Wildlife consumption, including for food, medicine, or other reasons, has been a frequent vehicle for zoonotic diseases that create epidemics or pandemics. The global trade in wildlife increases the probability of novel infectious diseases. The World Health Organization has identified human interaction with and consumption of wildlife as contributing to the human contraction and spread of Ebola and other viruses. Bats and pangolins have been proposed as possible hosts of the COVID-19 coronavirus before it emerged in humans. How people first contracted COVID-19 is not known, but early reports have speculated that this coronavirus may have passed to humans through a Chinese market selling wildlife for human consumption.


Although the legal trade in pangolins was banned in 2017, Chinese clinics and hospitals are allowed to use pangolin scales for medicinal purposes. Sadly, pangolins have the unenviable distinction of being the most illegally traded animal in the world, with more than a million individuals being killed for trade just in the last decade.

Deforestation in Ghana, West Africa. Photo by Nico Arcilla.


The global wildlife trade is valued at $20 billion annually, including pangolin scales that may fetch $1000 per kilo. Unfortunately, the rates of deforestation and wildlife trade in many countries are higher now than ever, enabling novel contacts between wildlife and humans that inherently carry a high risk of disease. Ongoing deforestation, especially in the species-rich tropics, increasingly enables people to invade previously remote wildlife habitats and is a main avenue by which zoonotic diseases may emerge and spread.


The COVID-19 crisis exposes our vulnerability and that of the other species with which we share this world and provides an impetus to reconsider our consumption and destruction of so much of the world’s wildlife and wild places.
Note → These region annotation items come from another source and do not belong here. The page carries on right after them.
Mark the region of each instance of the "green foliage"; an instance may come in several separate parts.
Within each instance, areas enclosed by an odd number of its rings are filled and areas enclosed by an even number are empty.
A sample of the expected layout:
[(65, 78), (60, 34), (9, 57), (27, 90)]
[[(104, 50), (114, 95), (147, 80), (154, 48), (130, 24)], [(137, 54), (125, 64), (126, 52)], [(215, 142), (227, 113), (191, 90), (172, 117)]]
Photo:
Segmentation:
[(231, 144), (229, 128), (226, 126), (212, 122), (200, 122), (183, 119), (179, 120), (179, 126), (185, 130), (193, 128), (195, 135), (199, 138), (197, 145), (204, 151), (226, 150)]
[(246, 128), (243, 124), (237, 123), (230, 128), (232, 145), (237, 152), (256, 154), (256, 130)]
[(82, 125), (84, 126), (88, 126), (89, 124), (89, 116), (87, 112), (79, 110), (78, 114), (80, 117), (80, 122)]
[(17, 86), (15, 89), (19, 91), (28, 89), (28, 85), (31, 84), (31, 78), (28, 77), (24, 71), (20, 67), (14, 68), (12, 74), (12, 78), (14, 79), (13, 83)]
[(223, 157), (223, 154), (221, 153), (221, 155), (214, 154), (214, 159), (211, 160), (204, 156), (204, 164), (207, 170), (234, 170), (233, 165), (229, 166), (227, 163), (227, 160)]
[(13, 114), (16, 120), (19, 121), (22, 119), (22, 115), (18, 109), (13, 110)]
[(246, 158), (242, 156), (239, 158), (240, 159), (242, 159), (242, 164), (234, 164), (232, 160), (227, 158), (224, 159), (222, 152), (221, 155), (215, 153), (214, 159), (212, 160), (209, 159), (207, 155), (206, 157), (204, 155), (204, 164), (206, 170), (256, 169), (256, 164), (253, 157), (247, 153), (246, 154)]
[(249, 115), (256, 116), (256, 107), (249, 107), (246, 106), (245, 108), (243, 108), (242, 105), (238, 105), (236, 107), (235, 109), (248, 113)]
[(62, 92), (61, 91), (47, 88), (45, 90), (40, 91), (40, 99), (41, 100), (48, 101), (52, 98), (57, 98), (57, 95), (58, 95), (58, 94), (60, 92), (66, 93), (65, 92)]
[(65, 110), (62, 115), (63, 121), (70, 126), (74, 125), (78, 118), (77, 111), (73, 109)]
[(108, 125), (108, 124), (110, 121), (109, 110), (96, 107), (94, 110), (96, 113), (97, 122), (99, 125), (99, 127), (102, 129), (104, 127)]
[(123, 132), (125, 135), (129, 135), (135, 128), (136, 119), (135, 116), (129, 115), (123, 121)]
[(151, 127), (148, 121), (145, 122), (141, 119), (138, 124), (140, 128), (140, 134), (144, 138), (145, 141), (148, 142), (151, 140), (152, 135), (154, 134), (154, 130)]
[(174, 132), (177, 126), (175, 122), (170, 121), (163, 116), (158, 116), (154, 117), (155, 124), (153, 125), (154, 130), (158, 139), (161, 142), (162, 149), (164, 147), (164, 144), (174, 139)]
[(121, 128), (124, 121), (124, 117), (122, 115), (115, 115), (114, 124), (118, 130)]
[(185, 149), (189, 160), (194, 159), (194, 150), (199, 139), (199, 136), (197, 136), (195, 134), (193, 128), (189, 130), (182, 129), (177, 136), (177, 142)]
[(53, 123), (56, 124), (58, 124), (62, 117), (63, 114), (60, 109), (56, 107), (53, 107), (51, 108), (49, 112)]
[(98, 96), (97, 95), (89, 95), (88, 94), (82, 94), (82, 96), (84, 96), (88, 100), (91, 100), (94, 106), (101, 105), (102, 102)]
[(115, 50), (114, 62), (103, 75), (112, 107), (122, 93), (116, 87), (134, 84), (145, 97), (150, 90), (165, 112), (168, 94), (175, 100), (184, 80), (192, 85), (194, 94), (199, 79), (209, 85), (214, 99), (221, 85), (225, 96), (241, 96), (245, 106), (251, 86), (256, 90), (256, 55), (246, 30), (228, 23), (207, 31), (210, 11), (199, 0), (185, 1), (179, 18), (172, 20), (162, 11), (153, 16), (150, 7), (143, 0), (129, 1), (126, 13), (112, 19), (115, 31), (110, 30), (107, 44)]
Outbreaks of new zoonotic diseases such as the COVID-19 pandemic were and remain predictable. By doing more to protect nature from unsustainable exploitation, we can lessen the risk of emergence of dangerous new diseases while protecting endangered species from extinction. Banning the global wildlife trade will mitigate the risk of future pandemics and reduce the rate of extinctions. We thus support the call by 339 animal welfare and conservation organizations to urge the World Health Organization to release a formal position statement advising governments to ban wildlife markets and shut down the commercial wildlife trade. Such a statement would encourage increased protection of nature from invasion and destruction while lessening human exposure to novel diseases and rendering pandemics less likely. Protecting wildlife and wild places from unsustainable exploitation thus benefits us all.